You are correct - I'm not sure why I thought each IO had 16 addresses. It might be because the VIAs share a single 32 address range.
On 11/2/2021 at 8:31 AM, BruceMcF said:
If the bus side interface is asynchronous to the Vera internal clock, then using PHI2 low when CS-IO1 is low would be a reliable state indicating A0-A4 lines valid, while doing a count from CS-IO1 dropping low might be less robust, since the delay from rising edge of PHI2 and A0-A4 being valid not be synchronous with the 50MHz clock.
So if there are enough 50MHz cycles within a single 8MHz /PHI2 phase to allow use of CS-101=PHI2=0 as a valid address line state, adding PHI2 as the eighth bus control line would be simplest. If not, then worst case from the earliest possible detection of the drop of CS-IO1 to the latest possible valid A0-A4 lines could be used with a counter of 50MHz cycles.
I believe that a problem here is that the state of the address bus is indeterminate from the end of tAH until the end of tADS. It's possible, and legal, for them to briefly have $9F2x/$943x during that time which would cause the address decoding logic to briefly toggle VERA's CS. For the SRAM and flash NAND components, a glitched CS isn't a big deal because they are completely asynchronous components. However for VERA, I don't think that's the case. One of negedge CS or posedge PHI2 is going to strobe the design to latch the address bus (and possibly the data bus) and respond to it. For this reason, I would suspect that CS and PHI2 must be ANDed together for VERA. This would match with what Adrian said in his X16 video (VIAs will not work if CS is ANDed with PHI2 because CS will not have propagated to the internal edge-sensitive flipflop in the VIA when the edge of PHI2 arrives and the access will get ignored)..
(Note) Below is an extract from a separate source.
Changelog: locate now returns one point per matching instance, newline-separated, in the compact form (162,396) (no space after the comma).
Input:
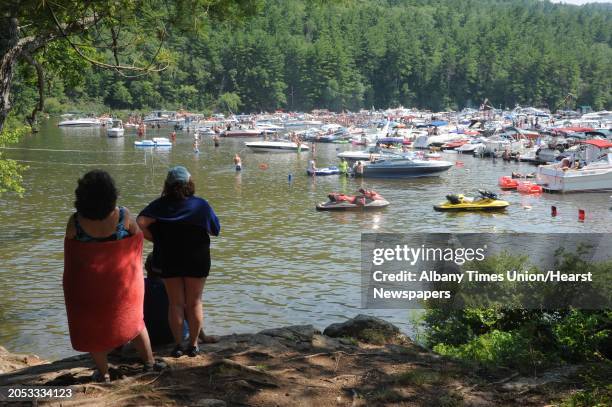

If so, VERA (or any similar IO device that cannot handle CS de-assertions mid-operation) would have from posedge PHI2 until start of tDSR to put valid data on the data bus. With a 62ns high pulse width, a 10ns tDSR, and 6ns x 2 crossing the bus transceivers, that's exactly 40ns or 2 cycles of a 50MHz clock left over. Because we can't be certain of the alignment between the VERA clock and the system clock, we can assume that if VERA's bus interface were synchronized with its system clock, it would have to be able to respond in a single 50MHz clock in order to stay within timing constraints. If it took 2 clocks (1 to latch the input and 1 to update the data bus), then it is possible that VERAs clock edge would hit just before CS is strobed and VERA would have to wait a minimum of half a clock (10ns) to check again (if not one full clock) meaning 2.5-3 clocks (50-60ns) to respond. Hence the reason I suspect the bus-facing logic may be completely asynchronous to the system clock or have single cycle latency.
I think this only hits read operations. Writes can be posted. This timing sensitivity would impact SD accesses (which are read intensive) far more than most graphics operations (which are write intensive).